Monday, Jul. 09, 1956
Plague Spot
Andrew Sakacs, 43, had a pleasant Saturday outing a fortnight ago with his son and little grandson. He tramped through woods in sparsely settled Lockwood Valley in California's Ventura County, got in some target practice. Back in El Rio and getting undressed, he noticed a red spot, like a fleabite, on the inner side of his right ankle, but thought nothing of it. Feeling fit on Monday, Sakacs, a retired Navy chief petty officer, put in a full day's work as a mechanic on a water research project at the Port Hueneme naval base. That night he had chills and fever and diarrhea, so he took the following day off and went to see an osteopath. He got a shot of penicillin, quinine for a suspected recurrence of malaria, and aspirin for the aches and pains -which were worst in his right groin. There was a slight lump there, too. Two days later, with Sakacs' symptoms getting worse, he was taken to Corona Naval Hospital southeast of Los Angeles.

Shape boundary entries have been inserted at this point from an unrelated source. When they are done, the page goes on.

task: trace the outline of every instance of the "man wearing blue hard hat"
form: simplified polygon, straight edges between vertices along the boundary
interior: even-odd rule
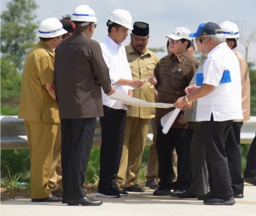
[[[201,31],[205,23],[199,25],[197,31],[195,33],[189,34],[191,38],[195,38],[197,49],[202,54],[200,63],[189,86],[196,84],[196,77],[197,73],[202,73],[204,66],[207,59],[207,54],[205,51],[202,44],[199,42]],[[186,89],[185,89],[186,91]],[[191,162],[192,162],[192,177],[190,182],[190,189],[184,193],[177,194],[179,198],[195,198],[204,199],[208,192],[208,171],[205,163],[205,156],[204,143],[202,140],[201,123],[196,121],[197,100],[193,100],[183,108],[185,110],[183,120],[185,122],[195,122],[195,129],[191,141]]]
[[[236,202],[225,142],[234,120],[243,118],[239,65],[216,23],[208,22],[204,26],[199,41],[207,52],[208,59],[203,73],[196,75],[198,86],[189,86],[187,93],[190,93],[173,105],[181,109],[198,99],[196,120],[201,121],[211,189],[211,196],[204,203],[232,205]]]

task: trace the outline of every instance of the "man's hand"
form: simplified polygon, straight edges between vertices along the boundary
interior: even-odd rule
[[[152,77],[148,78],[148,82],[154,86],[157,84],[157,80],[156,79],[156,76],[154,74],[152,75]]]
[[[185,89],[185,92],[187,95],[189,95],[191,93],[193,93],[194,91],[196,91],[200,87],[196,86],[196,85],[191,85],[189,86],[188,86]]]
[[[128,95],[130,95],[130,96],[132,96],[132,95],[133,95],[133,92],[132,92],[132,89],[129,89],[129,90],[128,90]],[[127,106],[127,107],[131,107],[131,105],[127,105],[127,104],[125,104],[124,105]]]
[[[180,115],[180,118],[179,118],[179,121],[178,121],[180,124],[186,124],[187,123],[186,121],[183,121],[183,118],[184,118],[184,114],[182,114]]]
[[[137,88],[142,86],[145,82],[145,81],[141,81],[139,79],[132,79],[129,81],[129,86],[134,88]]]
[[[115,89],[114,87],[111,86],[111,90],[106,94],[108,96],[111,95],[112,94],[115,93],[116,92],[116,89]]]
[[[176,108],[182,109],[183,107],[187,105],[188,102],[185,99],[184,96],[178,98],[178,100],[173,104],[173,105]]]
[[[181,110],[182,111],[184,111],[187,109],[191,109],[194,105],[193,104],[193,102],[191,101],[190,102],[188,102],[186,106],[184,106]]]

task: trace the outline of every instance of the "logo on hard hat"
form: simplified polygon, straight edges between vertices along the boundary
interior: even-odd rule
[[[57,31],[61,31],[61,28],[60,27],[60,29],[56,29],[56,30],[53,30],[53,31],[51,31],[51,32],[52,33],[56,33]]]

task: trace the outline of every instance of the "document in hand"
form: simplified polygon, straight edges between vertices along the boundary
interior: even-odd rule
[[[116,100],[123,104],[130,105],[137,107],[148,107],[157,108],[170,108],[173,107],[172,104],[152,103],[148,102],[143,100],[135,98],[130,95],[127,95],[120,91],[116,91],[108,98],[111,100]]]
[[[176,108],[175,110],[173,110],[162,117],[161,119],[161,127],[163,128],[163,134],[166,134],[168,133],[180,111],[180,109]]]

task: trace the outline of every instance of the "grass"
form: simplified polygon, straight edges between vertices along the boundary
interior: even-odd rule
[[[19,176],[11,174],[8,170],[8,176],[1,180],[1,200],[4,201],[9,199],[15,199],[16,197],[29,197],[30,186],[28,183],[18,181],[22,173]]]

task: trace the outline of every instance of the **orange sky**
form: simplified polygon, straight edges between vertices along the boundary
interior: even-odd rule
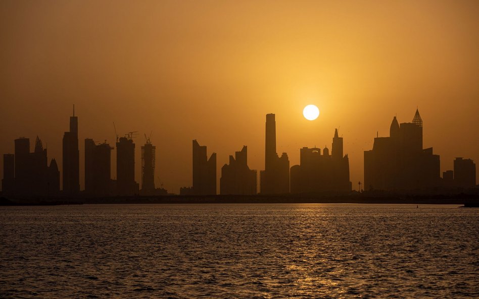
[[[193,139],[217,153],[219,188],[244,145],[250,168],[264,168],[274,113],[292,166],[301,147],[330,149],[339,127],[357,189],[376,131],[389,136],[417,106],[442,171],[454,157],[477,163],[478,16],[475,1],[2,1],[0,153],[20,136],[33,150],[38,135],[61,168],[74,103],[82,189],[84,140],[113,145],[113,122],[141,134],[137,182],[153,131],[164,188],[191,185]],[[302,116],[308,104],[316,121]]]

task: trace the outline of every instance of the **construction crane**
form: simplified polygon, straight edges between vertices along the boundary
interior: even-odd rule
[[[125,137],[127,137],[129,140],[131,140],[131,139],[133,139],[133,136],[134,136],[135,135],[138,135],[137,133],[138,133],[137,131],[134,131],[132,132],[128,132],[128,133],[125,134]]]
[[[147,134],[146,133],[145,134],[145,140],[147,144],[150,144],[152,143],[151,139],[152,139],[152,135],[153,134],[153,131],[152,131],[151,132],[150,132],[149,137],[147,137]]]
[[[115,129],[115,136],[116,136],[116,142],[118,142],[118,134],[116,133],[116,127],[115,127],[115,122],[113,122],[113,128]]]

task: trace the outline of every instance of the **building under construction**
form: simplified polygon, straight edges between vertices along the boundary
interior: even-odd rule
[[[149,138],[147,138],[146,143],[141,147],[141,194],[153,195],[155,188],[155,165],[156,157],[156,147],[152,144]]]

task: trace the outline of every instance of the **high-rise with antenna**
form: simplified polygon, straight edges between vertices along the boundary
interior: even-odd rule
[[[70,131],[63,135],[63,192],[77,194],[80,191],[80,152],[78,150],[78,118],[70,116]]]

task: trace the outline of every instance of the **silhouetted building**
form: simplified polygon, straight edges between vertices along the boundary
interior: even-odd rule
[[[248,166],[248,148],[235,152],[235,158],[229,156],[229,164],[221,167],[220,179],[221,194],[256,194],[256,170]]]
[[[211,154],[209,159],[206,146],[200,146],[193,140],[193,194],[211,195],[216,194],[216,153]]]
[[[12,197],[57,196],[60,173],[54,159],[49,167],[46,149],[43,148],[40,138],[37,136],[32,153],[29,152],[29,139],[19,138],[15,142],[15,155],[4,156],[5,195]]]
[[[300,150],[300,165],[291,167],[291,193],[347,193],[351,191],[349,159],[343,156],[343,137],[338,129],[332,139],[332,150],[303,147]]]
[[[72,195],[80,191],[80,152],[78,150],[78,118],[70,117],[70,131],[63,135],[63,193]]]
[[[273,113],[266,114],[264,170],[260,172],[261,193],[290,192],[290,160],[288,154],[281,157],[276,151],[276,121]]]
[[[364,152],[366,189],[429,190],[440,185],[439,156],[422,149],[422,120],[419,111],[412,123],[400,125],[393,119],[389,137],[374,138]]]
[[[93,195],[93,152],[97,145],[93,139],[85,139],[85,193],[88,195]]]
[[[135,144],[130,136],[121,137],[116,143],[117,193],[130,196],[138,193],[135,182]]]
[[[112,194],[111,151],[108,143],[85,139],[85,192],[90,196]]]
[[[141,194],[153,195],[155,194],[155,166],[156,163],[156,147],[147,139],[141,147]]]
[[[50,166],[48,167],[47,182],[47,195],[48,197],[56,197],[60,194],[60,171],[57,160],[52,159]]]
[[[15,156],[4,154],[4,178],[2,180],[2,191],[6,196],[14,194],[15,188]]]
[[[15,195],[26,193],[29,188],[30,139],[15,139]]]
[[[180,195],[194,195],[193,187],[181,187],[180,188]]]
[[[454,185],[461,188],[475,186],[475,163],[470,159],[454,160]]]
[[[454,186],[454,172],[446,170],[443,172],[443,186],[451,188]]]
[[[44,196],[48,194],[46,149],[44,149],[38,136],[35,140],[35,151],[30,154],[30,175],[28,186],[31,195]]]

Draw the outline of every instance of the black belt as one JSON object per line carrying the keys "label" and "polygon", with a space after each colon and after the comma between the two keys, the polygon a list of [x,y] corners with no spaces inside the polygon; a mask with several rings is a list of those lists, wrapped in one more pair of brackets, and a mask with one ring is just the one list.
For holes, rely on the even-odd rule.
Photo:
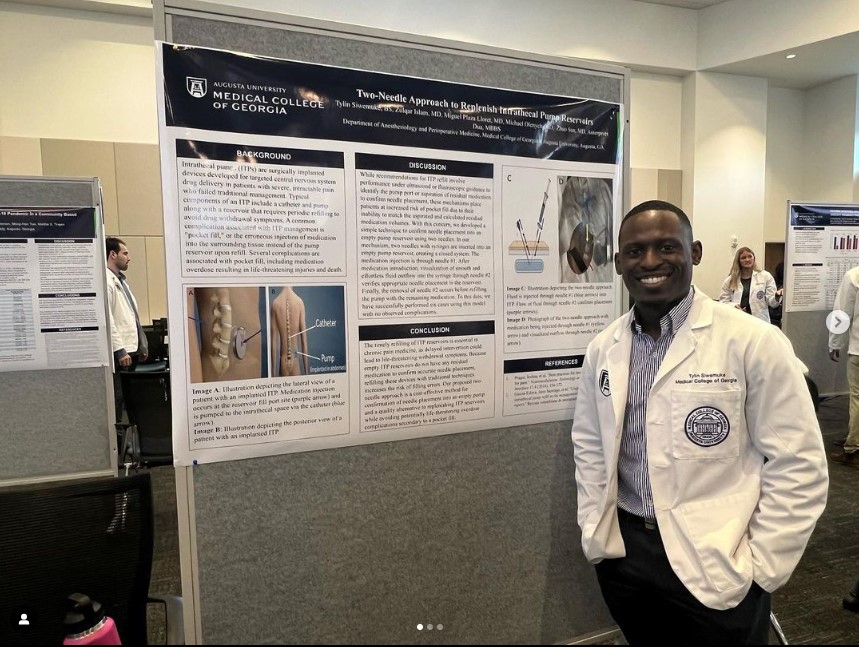
{"label": "black belt", "polygon": [[646,517],[639,517],[636,514],[627,512],[623,508],[617,509],[617,518],[630,525],[642,528],[643,530],[659,530],[659,526],[656,525],[656,519],[647,519]]}

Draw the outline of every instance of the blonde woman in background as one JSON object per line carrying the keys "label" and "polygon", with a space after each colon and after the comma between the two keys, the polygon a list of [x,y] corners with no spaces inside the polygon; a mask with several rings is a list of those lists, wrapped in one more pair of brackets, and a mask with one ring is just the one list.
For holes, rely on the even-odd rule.
{"label": "blonde woman in background", "polygon": [[758,268],[755,253],[748,247],[740,247],[731,273],[722,283],[719,301],[733,303],[735,308],[769,322],[769,308],[781,305],[783,293],[784,289],[776,288],[773,275]]}

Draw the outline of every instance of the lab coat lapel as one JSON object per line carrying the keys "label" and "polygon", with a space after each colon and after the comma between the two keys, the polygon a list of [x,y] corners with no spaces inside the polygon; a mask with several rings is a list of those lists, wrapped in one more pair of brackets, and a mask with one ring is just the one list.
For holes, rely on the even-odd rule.
{"label": "lab coat lapel", "polygon": [[709,297],[701,292],[696,291],[695,300],[692,303],[692,308],[689,311],[689,316],[677,334],[674,335],[674,340],[668,347],[665,353],[665,358],[659,366],[659,371],[653,380],[653,388],[671,371],[673,371],[681,362],[689,357],[698,345],[698,336],[695,334],[695,329],[702,326],[707,326],[712,321],[712,304],[709,302]]}

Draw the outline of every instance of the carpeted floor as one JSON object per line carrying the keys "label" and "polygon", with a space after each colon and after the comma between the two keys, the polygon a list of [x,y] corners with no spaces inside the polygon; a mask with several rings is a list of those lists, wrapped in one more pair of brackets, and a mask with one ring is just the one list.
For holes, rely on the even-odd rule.
{"label": "carpeted floor", "polygon": [[[846,434],[847,396],[820,404],[827,452]],[[176,487],[172,467],[151,470],[155,499],[155,555],[150,590],[181,595]],[[859,579],[859,468],[830,463],[829,503],[790,581],[773,595],[787,641],[794,645],[859,644],[859,614],[841,598]],[[164,644],[164,618],[150,610],[150,644]],[[772,644],[777,644],[773,634]]]}
{"label": "carpeted floor", "polygon": [[[847,434],[848,398],[817,412],[827,453]],[[773,595],[773,611],[792,645],[859,644],[859,614],[841,598],[859,579],[859,468],[829,463],[829,500],[799,566]]]}
{"label": "carpeted floor", "polygon": [[[179,571],[179,527],[176,517],[176,482],[172,467],[154,467],[152,498],[155,508],[155,541],[152,555],[151,594],[182,595]],[[163,645],[166,640],[164,610],[148,607],[149,644]]]}

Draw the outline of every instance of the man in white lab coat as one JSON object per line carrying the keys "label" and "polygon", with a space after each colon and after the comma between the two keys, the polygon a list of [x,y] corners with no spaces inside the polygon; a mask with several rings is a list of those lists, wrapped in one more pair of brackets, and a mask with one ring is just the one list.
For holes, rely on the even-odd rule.
{"label": "man in white lab coat", "polygon": [[833,310],[842,310],[850,317],[850,327],[842,333],[829,332],[829,359],[837,362],[847,342],[847,384],[850,388],[850,418],[843,449],[830,454],[843,465],[859,467],[859,267],[847,270],[835,293]]}
{"label": "man in white lab coat", "polygon": [[125,241],[114,236],[105,238],[107,274],[107,310],[110,317],[110,344],[113,351],[113,394],[116,421],[122,420],[124,400],[118,371],[132,370],[138,359],[147,356],[146,335],[140,325],[137,300],[125,280],[124,272],[131,262]]}
{"label": "man in white lab coat", "polygon": [[778,329],[692,287],[681,209],[638,205],[618,243],[635,305],[582,369],[582,547],[630,644],[767,644],[770,594],[826,505],[805,380]]}

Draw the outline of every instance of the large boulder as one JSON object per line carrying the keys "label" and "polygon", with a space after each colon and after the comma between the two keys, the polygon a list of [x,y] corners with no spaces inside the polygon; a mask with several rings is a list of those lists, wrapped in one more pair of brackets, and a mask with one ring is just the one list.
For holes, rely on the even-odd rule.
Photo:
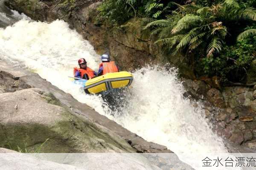
{"label": "large boulder", "polygon": [[135,152],[119,136],[72,115],[40,89],[2,94],[0,101],[2,147],[45,153]]}

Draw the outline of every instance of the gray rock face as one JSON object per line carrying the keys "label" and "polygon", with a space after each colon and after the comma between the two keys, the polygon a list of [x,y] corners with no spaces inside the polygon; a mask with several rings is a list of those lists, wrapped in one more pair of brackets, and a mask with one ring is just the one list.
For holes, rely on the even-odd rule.
{"label": "gray rock face", "polygon": [[[126,144],[128,144],[129,145],[131,145],[134,149],[133,150],[132,149],[131,150],[131,148],[129,148],[129,147],[127,147],[127,146],[125,146],[125,145],[124,145],[124,148],[125,148],[124,150],[125,150],[126,149],[126,148],[127,148],[127,150],[129,150],[128,152],[131,152],[172,153],[170,150],[167,149],[167,148],[166,147],[152,142],[148,142],[145,141],[140,137],[137,136],[134,133],[131,133],[127,129],[122,128],[120,125],[116,124],[114,121],[109,120],[106,117],[99,114],[93,109],[89,107],[86,104],[79,102],[76,100],[74,99],[70,94],[65,93],[64,91],[60,90],[57,87],[52,85],[49,82],[41,78],[37,74],[23,69],[20,69],[18,71],[16,71],[15,72],[13,72],[12,71],[12,70],[17,70],[17,68],[15,69],[11,65],[9,65],[3,61],[1,61],[1,65],[0,65],[0,71],[1,71],[0,72],[0,75],[1,76],[0,77],[5,77],[5,78],[6,79],[9,77],[9,78],[12,79],[14,79],[13,77],[15,77],[16,79],[18,79],[21,82],[23,82],[23,83],[21,84],[25,85],[26,87],[31,87],[32,88],[36,87],[40,88],[41,89],[33,89],[32,91],[31,91],[32,90],[31,89],[29,91],[27,91],[28,90],[26,90],[25,91],[21,91],[21,92],[18,91],[15,93],[2,94],[0,96],[2,95],[4,95],[3,96],[10,96],[9,97],[13,99],[10,102],[12,103],[11,105],[9,105],[9,104],[8,104],[9,102],[8,102],[8,101],[6,101],[5,99],[4,100],[3,100],[3,102],[0,102],[0,106],[1,106],[1,107],[4,107],[5,110],[6,110],[5,112],[5,115],[6,115],[5,116],[6,116],[5,117],[6,117],[6,116],[8,117],[8,116],[16,117],[15,116],[16,115],[12,113],[19,113],[18,112],[19,111],[23,110],[23,111],[26,112],[26,110],[24,108],[24,108],[24,105],[25,105],[25,103],[26,102],[27,102],[28,99],[26,98],[20,97],[20,101],[17,102],[13,98],[11,98],[12,97],[12,94],[17,93],[16,94],[17,94],[17,96],[22,96],[23,94],[22,94],[22,93],[20,94],[20,93],[24,93],[24,91],[25,91],[26,93],[29,93],[30,94],[33,94],[34,97],[37,97],[38,99],[37,99],[38,100],[40,99],[39,100],[43,102],[43,103],[44,103],[44,102],[40,104],[38,104],[38,105],[43,105],[41,106],[38,105],[38,108],[37,109],[38,110],[37,110],[37,108],[35,107],[33,108],[33,110],[32,112],[34,112],[35,113],[35,114],[38,114],[37,115],[38,116],[38,119],[41,120],[40,121],[38,120],[38,122],[41,121],[42,122],[47,123],[47,122],[45,122],[46,120],[44,120],[44,115],[40,114],[40,113],[38,113],[38,112],[41,111],[41,110],[44,110],[44,108],[45,107],[48,107],[49,105],[53,104],[55,104],[55,105],[50,105],[49,106],[52,107],[52,109],[53,110],[55,110],[56,109],[57,109],[57,110],[58,110],[58,112],[55,110],[56,114],[58,113],[59,114],[60,114],[61,115],[64,115],[63,116],[64,116],[66,115],[66,113],[63,113],[63,112],[65,110],[65,111],[67,112],[65,113],[67,114],[67,113],[70,113],[76,116],[81,116],[83,118],[82,119],[84,120],[83,121],[84,121],[85,122],[90,122],[90,123],[95,125],[95,127],[93,127],[93,128],[96,129],[99,129],[101,130],[104,130],[105,131],[104,133],[108,134],[110,136],[109,138],[110,138],[109,139],[109,140],[111,141],[112,139],[114,139],[114,141],[118,141],[120,140],[120,136],[121,136],[126,141],[125,142],[128,142]],[[19,76],[20,76],[20,77],[19,77]],[[12,81],[13,80],[10,81],[10,82],[12,82]],[[18,88],[19,88],[19,87],[18,87]],[[27,95],[26,96],[29,96],[29,95]],[[6,97],[5,97],[4,98],[6,99]],[[4,102],[5,102],[4,105],[3,105]],[[30,102],[32,102],[32,101],[30,101]],[[2,103],[1,103],[1,102],[3,102],[3,104],[1,104]],[[31,104],[34,105],[34,102],[32,102],[32,104]],[[27,103],[26,105],[27,106],[27,107],[31,107],[31,106]],[[35,103],[35,105],[38,105],[38,104]],[[2,106],[2,105],[3,105],[3,107]],[[4,106],[3,105],[5,106]],[[16,106],[16,105],[17,105]],[[16,109],[16,108],[17,108]],[[40,108],[41,110],[39,108]],[[8,109],[11,109],[10,111],[8,111]],[[44,111],[44,110],[42,110],[42,111]],[[32,114],[32,112],[31,112],[30,114]],[[6,114],[7,113],[8,114]],[[25,114],[27,113],[25,113]],[[26,115],[26,117],[27,117],[28,119],[31,119],[31,118],[29,118],[30,116],[29,114]],[[56,115],[55,115],[55,116],[57,116]],[[76,127],[76,128],[78,128],[78,130],[80,130],[79,128],[81,129],[81,128],[80,126],[82,126],[82,125],[85,123],[84,122],[80,122],[81,121],[77,122],[75,121],[74,122],[73,122],[73,121],[69,121],[69,119],[67,119],[67,117],[65,116],[66,116],[64,117],[66,117],[65,120],[67,121],[66,121],[66,122],[67,123],[68,126],[72,126],[71,127],[73,127],[72,128],[75,128]],[[20,118],[21,117],[21,116],[20,116]],[[57,118],[57,117],[55,117],[55,119],[55,119]],[[72,118],[72,119],[76,119],[73,118]],[[2,120],[2,119],[1,119],[1,121],[6,121],[6,120]],[[25,121],[25,120],[23,120],[23,121]],[[17,121],[18,120],[17,120]],[[4,123],[8,123],[8,122],[4,122]],[[80,123],[78,123],[78,122]],[[87,126],[88,127],[88,125]],[[91,127],[90,127],[90,126],[89,126],[89,128],[87,130],[89,131],[91,130],[90,129],[91,128]],[[35,128],[36,129],[37,129],[37,128]],[[83,130],[82,129],[81,130]],[[48,130],[48,129],[46,130]],[[87,130],[86,129],[85,130]],[[5,139],[4,136],[3,136],[3,134],[0,134],[1,137],[3,136],[3,139]],[[14,134],[13,134],[13,135],[14,135]],[[38,135],[41,136],[40,134],[38,134]],[[83,135],[82,135],[82,136]],[[25,136],[26,135],[24,135],[24,137],[25,138]],[[40,140],[40,143],[41,144],[42,142],[45,142],[47,139],[47,136],[48,136],[46,135],[45,136],[45,137],[46,137],[45,138],[41,139]],[[116,139],[116,137],[117,138]],[[0,137],[0,139],[2,138],[2,137]],[[98,139],[99,138],[98,138]],[[103,140],[104,140],[105,139],[103,139]],[[121,141],[119,141],[121,142],[121,143],[122,143],[123,141],[124,141],[122,142]],[[49,142],[49,141],[50,140],[48,141],[47,143],[48,143],[48,142]],[[38,141],[36,141],[36,142],[32,142],[32,143],[37,143],[36,142],[39,142]],[[102,141],[101,141],[101,140],[99,140],[99,141],[98,142],[95,141],[95,142],[98,143],[98,144],[101,145],[101,143],[104,143],[104,142],[102,142]],[[19,147],[23,147],[23,148],[24,148],[24,142],[21,142],[22,144],[20,143],[19,144]],[[119,143],[118,142],[117,142],[116,144],[117,144]],[[122,143],[122,144],[121,144],[121,145],[123,144],[125,144]],[[116,146],[116,144],[114,144],[113,145]],[[103,145],[104,145],[104,144],[103,144]],[[12,146],[14,147],[17,147],[17,143],[14,143]],[[29,146],[29,145],[26,145],[26,146]],[[117,147],[117,148],[120,149],[120,147]],[[31,149],[32,149],[32,147]],[[121,148],[121,150],[122,150],[123,149],[123,148]],[[115,149],[113,149],[113,150],[115,150]],[[119,149],[117,149],[117,150],[119,150]],[[78,151],[78,152],[79,151]]]}
{"label": "gray rock face", "polygon": [[174,153],[22,153],[0,148],[0,168],[4,170],[192,170]]}
{"label": "gray rock face", "polygon": [[49,139],[43,152],[135,151],[119,137],[73,115],[40,89],[2,94],[0,101],[1,146],[32,152]]}
{"label": "gray rock face", "polygon": [[221,91],[202,81],[185,80],[183,84],[187,90],[185,96],[201,100],[206,117],[211,119],[220,135],[229,141],[255,149],[255,86],[229,87]]}
{"label": "gray rock face", "polygon": [[95,17],[96,9],[102,0],[74,1],[6,0],[6,4],[35,20],[65,21],[88,40],[99,54],[110,52],[122,69],[133,70],[152,61],[161,63],[167,60],[179,68],[184,77],[195,77],[184,55],[162,54],[159,50],[160,47],[154,44],[149,30],[143,31],[143,26],[138,21],[131,20],[119,28],[100,26]]}
{"label": "gray rock face", "polygon": [[[23,82],[21,84],[32,88],[21,89],[18,86],[14,92],[0,94],[0,108],[3,110],[0,114],[0,145],[22,152],[42,153],[172,153],[99,114],[37,74],[21,69],[14,73],[12,69],[11,65],[1,61],[0,77],[15,78]],[[3,153],[9,151],[0,150]],[[164,164],[164,169],[173,167],[174,163],[176,169],[192,169],[174,153],[169,156],[174,162]],[[33,161],[30,164],[27,159],[18,159],[15,165],[20,167],[34,166]],[[2,160],[0,162],[6,161]],[[51,169],[51,164],[47,169]],[[12,169],[12,165],[5,164],[0,167]],[[40,169],[44,169],[42,166]]]}

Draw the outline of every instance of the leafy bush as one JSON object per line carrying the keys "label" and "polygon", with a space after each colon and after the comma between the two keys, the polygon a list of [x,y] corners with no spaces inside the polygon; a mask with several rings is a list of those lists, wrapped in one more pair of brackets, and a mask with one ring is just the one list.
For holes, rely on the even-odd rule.
{"label": "leafy bush", "polygon": [[[234,45],[225,45],[216,57],[198,59],[198,73],[210,76],[217,75],[224,83],[245,80],[247,70],[256,57],[256,36],[250,36]],[[201,70],[200,70],[201,69]]]}
{"label": "leafy bush", "polygon": [[[211,7],[188,4],[181,6],[173,3],[177,8],[166,19],[148,23],[145,28],[154,28],[152,34],[158,34],[156,43],[166,44],[177,51],[191,53],[203,49],[207,57],[213,57],[221,51],[229,30],[236,29],[236,22],[256,21],[256,10],[241,6],[234,0],[226,0]],[[227,28],[230,23],[232,27]],[[248,31],[247,31],[248,32]],[[250,34],[256,33],[251,30]],[[240,35],[241,38],[245,36]]]}
{"label": "leafy bush", "polygon": [[164,0],[106,0],[98,10],[99,17],[112,24],[121,24],[132,17],[165,17],[170,3]]}

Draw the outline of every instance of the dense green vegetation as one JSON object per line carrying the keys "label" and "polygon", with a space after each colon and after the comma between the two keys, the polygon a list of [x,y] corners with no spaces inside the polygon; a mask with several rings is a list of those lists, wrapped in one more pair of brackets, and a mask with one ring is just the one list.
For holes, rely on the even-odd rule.
{"label": "dense green vegetation", "polygon": [[112,25],[142,18],[156,43],[192,58],[198,76],[226,83],[245,82],[256,58],[256,0],[106,0],[98,9]]}

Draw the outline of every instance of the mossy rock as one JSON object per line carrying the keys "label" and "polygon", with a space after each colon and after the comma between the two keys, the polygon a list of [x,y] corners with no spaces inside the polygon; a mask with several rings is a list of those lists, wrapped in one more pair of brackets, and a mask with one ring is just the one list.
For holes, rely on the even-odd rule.
{"label": "mossy rock", "polygon": [[29,153],[135,151],[119,136],[71,114],[40,89],[4,94],[0,100],[0,147]]}

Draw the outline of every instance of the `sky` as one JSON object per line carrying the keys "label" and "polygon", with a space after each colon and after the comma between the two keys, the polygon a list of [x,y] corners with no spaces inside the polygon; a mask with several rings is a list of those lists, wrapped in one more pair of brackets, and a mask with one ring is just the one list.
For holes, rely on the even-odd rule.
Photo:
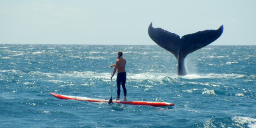
{"label": "sky", "polygon": [[256,0],[0,1],[0,44],[156,45],[148,28],[182,36],[224,26],[211,45],[256,45]]}

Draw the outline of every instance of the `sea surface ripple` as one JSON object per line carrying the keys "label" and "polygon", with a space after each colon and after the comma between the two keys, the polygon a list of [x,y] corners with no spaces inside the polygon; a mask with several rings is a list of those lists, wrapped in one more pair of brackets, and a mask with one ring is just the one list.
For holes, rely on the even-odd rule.
{"label": "sea surface ripple", "polygon": [[[178,76],[174,56],[156,45],[0,44],[0,127],[256,128],[255,49],[208,46],[187,56],[188,75]],[[109,66],[119,50],[128,100],[175,106],[110,106],[49,94],[109,99]]]}

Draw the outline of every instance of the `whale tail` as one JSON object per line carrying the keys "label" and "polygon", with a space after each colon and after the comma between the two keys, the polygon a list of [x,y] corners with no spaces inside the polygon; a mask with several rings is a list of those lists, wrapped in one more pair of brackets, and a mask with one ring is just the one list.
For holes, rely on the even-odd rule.
{"label": "whale tail", "polygon": [[148,35],[156,43],[172,53],[178,62],[178,75],[187,74],[184,64],[186,56],[193,52],[217,40],[223,32],[222,25],[216,30],[205,30],[183,36],[161,28],[154,28],[152,23],[148,27]]}

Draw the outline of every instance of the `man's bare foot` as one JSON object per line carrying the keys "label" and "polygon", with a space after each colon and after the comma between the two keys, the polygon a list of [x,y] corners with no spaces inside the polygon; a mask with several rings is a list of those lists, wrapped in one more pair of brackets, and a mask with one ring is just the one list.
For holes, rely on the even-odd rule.
{"label": "man's bare foot", "polygon": [[126,98],[126,96],[124,96],[124,101],[127,101],[127,99]]}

Lieut. Commander Lay M. Fox, 31, an internist from Baltimore, got the same story of chills and fever, noted a pustule on the right ankle. In Sakacs' right groin he found two groups of enlarged lymph nodes, each about one inch by two inches. Like 99.9% of U.S. physicians, young Dr. Fox had never seen a case like it. But on the strength of the fleabite and the buboes, he made a quick diagnosis: bubonic plague.
Sakacs was started on a heroic regimen of four antibiotics plus sulfa drugs. Bubonic plague itself is not highly contagious. But there was a danger that the disease might spread to his lungs -where it would become the dangerously infectious form known as pneumonic plague, or "Black Death."* Two dozen people who had come in contact with him got sulfa and an antibiotic as a preventive.
California's elaborate machinery for confirming a case of bubonic plague began to grind. The plague bacillus lives in fleas, which in turn infest Western ground rodents. When an epizootic occurs, the disease kills many of the rodents. In Lockwood Valley, disease detectives found the shriveled carcasses of rabbits and ground squirrels by the score. More significant, they found fleas on the ground because their animal hosts had died.
Last week Andrew Sakacs died. By this time there was no doubt as to what killed him, or how he got his fatal infection. His was the first case of plague in southern California since 1936. But millions of flea-infested rodents constitute an ever-filled reservoir of the disease throughout the West and Southwest. The hopeful word from Lockwood Valley was that with the rodents already dead, the epizootic had burned itself out. Sakacs was a casualty only by rare and unhappy chance.
* In the great cycle of epidemics which swept across Europe in the 14th century, up to 25 million people are estimated to have died of plague. In some areas two-thirds or three-fourths of the population died.